En effet, The Boroughs - Retraite rebelle utilise à la fois les silences, la mise en scène, ainsi que le thème musical du film Signes de M. Night Shyamalan (le plus maîtrisé pour ces trois éléments). On nous dit ici, que le style, que même le réalisateur semble avoir perdu, peut être reproduis dans ce qu’il y a de mieux quand on sait ce que l’on fait. Bon nombre d’autres films sont évoqués, comme Les Évadés (un corbeau apprivoisé se nomme Brookes) et tout un tas d’autres petit moments qui restent immanquablement dans nos mémoires.

La télévision aussi à le droit à ses clins d’oeils, à travers son utilité mécanique (les vieux tubes cathodiques), mais aussi à travers ces acteurs qui ont hanté la télévision, la vraie. Citons Jane Kaczmarek (Malcolm), Ed Begley Jr. (7 à la maison), Anna Deavere Smith (À la maison blanche).

Le hibou est dans le mur.

Bien entendu, il y a aussi les acteurs plus typés cinéma comme Bill Pullman (Independance Day), Alfred Molina (Spider-Man) et Geena Davis (Thelma et Louise, avec un rôle un peu similaire). Parlons aussi de l’apparition de Dee Wallace (E.T., Hurlements, Cujo, Critters...) qui marqua une époque et qui y est en prise avec le monstre qui hante le paisible lotissement dès le début du premier épisode. Car oui, il y a un "monstre", que l’on nous montre au plus tôt pour se débarrasser de ce faux suspense. Oui, il se passe quelque chose, et on sait à quoi la menace ressemble, mais reste à savoir quels en sont les enjeux exacts qui se cachent derrière l’angoissante propreté des appartements modèles et désuets de la communauté fermée.

L’histoire générale est assez facile à comprendre avant les révélations, mais l’ambiance et la nostalgie sont là et la réalisation est très inspirée. L’humour aussi, et sais se passer des trop gros clichés sur la vieillesse, même si cette dernière est un personnage à part entière, l’exploitation de l’or gris aussi (tout cet argent que l’on soutire à nos retraités).

La clé est dans la lampe.

Loin des vieilles machines de Sam, les nouvelles technologies sont bien là, mais ont toujours un rôle négatif, comme l’assistant vocal Séraphine ou le smartphone qui dérange toujours Sam par la voix de sa fille. Nos héros n’ont pas besoin d’être surveillés, mais ont besoin de vivre, et d’aimer aussi, car tous nos personnages ont ce point en commun.

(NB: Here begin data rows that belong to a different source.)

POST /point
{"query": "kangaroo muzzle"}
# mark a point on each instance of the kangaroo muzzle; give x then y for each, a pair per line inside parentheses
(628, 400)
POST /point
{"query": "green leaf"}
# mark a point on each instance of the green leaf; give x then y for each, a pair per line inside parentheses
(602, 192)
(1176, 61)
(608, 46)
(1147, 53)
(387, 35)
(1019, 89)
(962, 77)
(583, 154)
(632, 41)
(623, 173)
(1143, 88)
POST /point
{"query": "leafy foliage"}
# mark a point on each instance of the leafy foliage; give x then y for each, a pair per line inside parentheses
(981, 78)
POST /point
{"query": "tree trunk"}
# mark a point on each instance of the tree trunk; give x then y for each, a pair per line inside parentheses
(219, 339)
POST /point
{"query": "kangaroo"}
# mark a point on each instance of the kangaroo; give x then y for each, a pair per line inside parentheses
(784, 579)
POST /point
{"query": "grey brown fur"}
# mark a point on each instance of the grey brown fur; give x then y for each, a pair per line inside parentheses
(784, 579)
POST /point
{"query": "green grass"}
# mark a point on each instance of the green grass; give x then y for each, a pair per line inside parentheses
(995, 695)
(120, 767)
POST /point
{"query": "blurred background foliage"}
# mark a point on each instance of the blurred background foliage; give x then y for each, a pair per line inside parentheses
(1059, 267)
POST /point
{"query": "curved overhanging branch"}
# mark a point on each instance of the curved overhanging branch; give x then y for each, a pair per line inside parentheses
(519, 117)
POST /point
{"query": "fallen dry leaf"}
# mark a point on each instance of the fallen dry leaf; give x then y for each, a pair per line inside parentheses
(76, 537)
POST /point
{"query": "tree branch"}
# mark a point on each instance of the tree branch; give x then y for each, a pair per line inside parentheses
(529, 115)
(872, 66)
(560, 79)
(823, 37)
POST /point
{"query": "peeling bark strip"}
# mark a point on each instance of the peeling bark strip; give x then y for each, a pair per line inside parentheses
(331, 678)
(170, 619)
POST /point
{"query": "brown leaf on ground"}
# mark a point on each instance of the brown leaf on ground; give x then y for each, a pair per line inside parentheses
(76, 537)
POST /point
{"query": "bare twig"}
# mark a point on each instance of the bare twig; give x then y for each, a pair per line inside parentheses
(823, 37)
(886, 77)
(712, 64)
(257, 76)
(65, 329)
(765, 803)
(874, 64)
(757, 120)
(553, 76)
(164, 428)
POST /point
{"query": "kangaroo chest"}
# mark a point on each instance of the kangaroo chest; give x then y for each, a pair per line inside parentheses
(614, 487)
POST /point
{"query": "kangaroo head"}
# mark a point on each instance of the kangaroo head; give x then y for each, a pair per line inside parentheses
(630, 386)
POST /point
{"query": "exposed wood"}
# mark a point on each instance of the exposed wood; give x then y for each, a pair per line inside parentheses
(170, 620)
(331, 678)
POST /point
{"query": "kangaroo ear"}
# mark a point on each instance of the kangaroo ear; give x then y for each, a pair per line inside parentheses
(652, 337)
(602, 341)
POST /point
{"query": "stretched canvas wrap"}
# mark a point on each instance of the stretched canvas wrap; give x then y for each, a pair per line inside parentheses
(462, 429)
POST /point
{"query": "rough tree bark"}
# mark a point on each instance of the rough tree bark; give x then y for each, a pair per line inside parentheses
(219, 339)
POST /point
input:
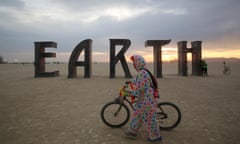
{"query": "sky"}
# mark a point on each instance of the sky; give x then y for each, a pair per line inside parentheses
(68, 22)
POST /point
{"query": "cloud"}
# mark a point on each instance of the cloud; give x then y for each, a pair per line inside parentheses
(214, 22)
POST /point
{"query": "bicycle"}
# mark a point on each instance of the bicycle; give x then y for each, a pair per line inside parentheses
(116, 113)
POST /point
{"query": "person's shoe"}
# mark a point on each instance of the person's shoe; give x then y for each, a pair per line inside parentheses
(130, 135)
(155, 140)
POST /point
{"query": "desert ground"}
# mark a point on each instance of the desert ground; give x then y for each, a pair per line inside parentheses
(67, 111)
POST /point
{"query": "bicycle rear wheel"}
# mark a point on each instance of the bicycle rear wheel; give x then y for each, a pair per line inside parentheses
(168, 115)
(115, 115)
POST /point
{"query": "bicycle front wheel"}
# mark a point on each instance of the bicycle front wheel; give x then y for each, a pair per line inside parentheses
(115, 115)
(168, 115)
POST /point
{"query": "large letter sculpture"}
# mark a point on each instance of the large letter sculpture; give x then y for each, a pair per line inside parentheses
(196, 58)
(120, 56)
(40, 56)
(157, 55)
(85, 45)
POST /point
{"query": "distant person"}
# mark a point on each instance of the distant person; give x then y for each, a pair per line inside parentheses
(204, 68)
(226, 69)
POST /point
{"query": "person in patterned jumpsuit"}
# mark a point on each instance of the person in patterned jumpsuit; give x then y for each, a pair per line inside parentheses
(146, 103)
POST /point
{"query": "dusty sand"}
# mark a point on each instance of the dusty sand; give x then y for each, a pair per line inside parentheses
(67, 111)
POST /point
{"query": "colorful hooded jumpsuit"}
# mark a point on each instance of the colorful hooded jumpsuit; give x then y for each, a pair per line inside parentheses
(146, 104)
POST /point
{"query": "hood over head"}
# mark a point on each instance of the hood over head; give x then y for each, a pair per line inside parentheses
(138, 62)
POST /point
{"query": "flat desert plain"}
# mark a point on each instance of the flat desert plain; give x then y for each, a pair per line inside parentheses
(67, 111)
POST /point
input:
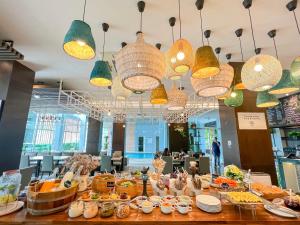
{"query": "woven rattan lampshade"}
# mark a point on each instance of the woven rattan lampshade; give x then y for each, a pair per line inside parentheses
(295, 70)
(237, 80)
(79, 42)
(180, 56)
(261, 72)
(177, 99)
(235, 100)
(159, 96)
(141, 66)
(101, 75)
(117, 89)
(206, 63)
(285, 85)
(265, 100)
(216, 85)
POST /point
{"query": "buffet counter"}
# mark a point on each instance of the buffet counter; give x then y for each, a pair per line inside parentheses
(229, 215)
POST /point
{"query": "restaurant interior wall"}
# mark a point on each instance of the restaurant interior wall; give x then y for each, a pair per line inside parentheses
(50, 132)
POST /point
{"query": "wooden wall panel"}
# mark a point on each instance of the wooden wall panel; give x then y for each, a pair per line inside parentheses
(93, 137)
(176, 140)
(14, 116)
(255, 145)
(118, 143)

On peut comparer la série à un Stranger Things pour vieux, et on n’aura pas tort. Chaque membre du groupe que forment les retraités a une compétence particulière qui aide le groupe. L’ingénieur Sam pourrait être un roublard ou un magicien, le Dr. Wally un clerc, la déterminée Judy une guerrière, le drogué Art un druide, le rayonnant Jack un paladin... Et ces personnes âgées sont des gens en dehors des actifs, ceux que l’on ne croit pas et qui n’ont pas voix au chapitre.

Il reste encore cette pièce du puzzle, ces phrases que l’on entend autour de Sam et qui auront leurs explications... jusqu’à une fin à la Inception.

Le dernier épisode est malheureusement brouillon, et même parfois ridicule. Les frères Duffer n’ont pas eu le temps d’apprendre des mauvais moments de leur série précédente, et ça se voit.

Alors que reste-t-il de cette série ?

Du côté positif, de fantastiques acteurs, une réalisation parfaite au début, une bande originale fabuleuse faite de titres du rock éternel, une nostalgie disséminée par petites poignées.

Du côté négatif, une histoire trop prévisible, et une fin trop bavarde et bâclée.